Tercet czyli Kwartet zafundował łomżyńskiej publiczności półtorej godziny rozrywki na najwyższym poziomie. Tworzący zespół artyści są bowiem znani nie tylko z wyśmienitego warsztatu aktorskiego i umiejętności wokalnych, ale przede wszystkim z poczucia humoru i umiejętności nawiązywania błyskawicznego kontaktu z widzami. Kupili więc publiczność już pierwszym numerem, wiązanką największych przebojów Bee Gees z dowcipnymi polskimi tekstami, w której Robert Rozmus brawurowo wcielił się w rolę śpiewającego falsetem Barry’ego Gibba. Solista równie efektownie zaprezentował się w innych przebojach muzyki pop czy operetkowej trawestacji, ale największe brawa zebrał jako Roberto Rozzellini, śpiewający włoskie przeboje. Na scenę posypały się wówczas szale, biustonosze i inne fragmenty damskiej bielizny. Zespołowym popisem czworga wokalistów był zaś medley, również zaśpiewanych po polsku, największych hitów kwartetu Abba oraz szalona wiązanka ognistych hiszpańskich przebojów, z Roberto Rozmusem i Pedro Gonzalesem w rolach głównych. Hanna Szleszyńska czarowała zaś w bardziej lirycznych piosenkach, jak „New York, New York”, w której nie zawahała się zaśpiewać, że to miasto przy Łomży wysiada oraz „Windą do nieba” zespołu 2 + 1, odśpiewaną z chórem publiczności.

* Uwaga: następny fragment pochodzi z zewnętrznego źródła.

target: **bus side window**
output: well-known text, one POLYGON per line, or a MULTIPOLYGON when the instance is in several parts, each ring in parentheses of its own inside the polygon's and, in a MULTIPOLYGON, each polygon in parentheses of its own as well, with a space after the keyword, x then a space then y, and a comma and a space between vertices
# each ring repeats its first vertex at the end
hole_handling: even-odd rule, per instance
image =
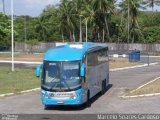
POLYGON ((107 48, 98 51, 98 64, 102 64, 108 61, 108 50, 107 48))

Mistrzem ceremonii i konferansjerem był Piotr Gąsowski, często też jednak śpiewający solo („Gdzie się podziały tamte prywatki”) lub w duecie z Rozmusem („Sweet Home Chicago”).
Co prawda niektóre monologi były przydługie, jak ten o traumatycznych przeżyciach związanych z myleniem go z innymi osobami noszącymi to samo nazwisko lub wręcz niezbyt aktualne i nudne, by wspomnieć ten o programie telewizyjnym „Moment prawdy” nie emitowanym już od kilku lat. Jednak inne sytuacje, często improwizowane na gorąco, zniwelowały ten drobny mankament. Jubileuszowym akcentem był zaś spory fragment debiutanckiego programu Tercetu czyli Kwartetu z 1993 r., ze wspomnianymi już operowymi popisami Rozmusa czy karkołomną piosenką o dykcji, opartą na „Alleluja” Haendla.
Wojciech Kaleta rzadko zaś decydował się na porzucenie klawiatury i wyjście w światła rampy, śpiewając i dyrygując zespołem, z wyśmienitą gitarzystką Magdą Czwojdą na czele.
Nic dziwnego, że po takiej dawce humoru i wokalno-tanecznych popisów publiczność domagała się bisów. Jej aktywność została nagrodzona finałową, ponoć nie planowaną tego dnia piosenką, w której artyści zadeklarowali, że w teatrze liczy się widz, zaś aktorzy i widowisko sami tak naprawdę nie znaczą nic, co było trafną puentą tego radosnego wieczoru.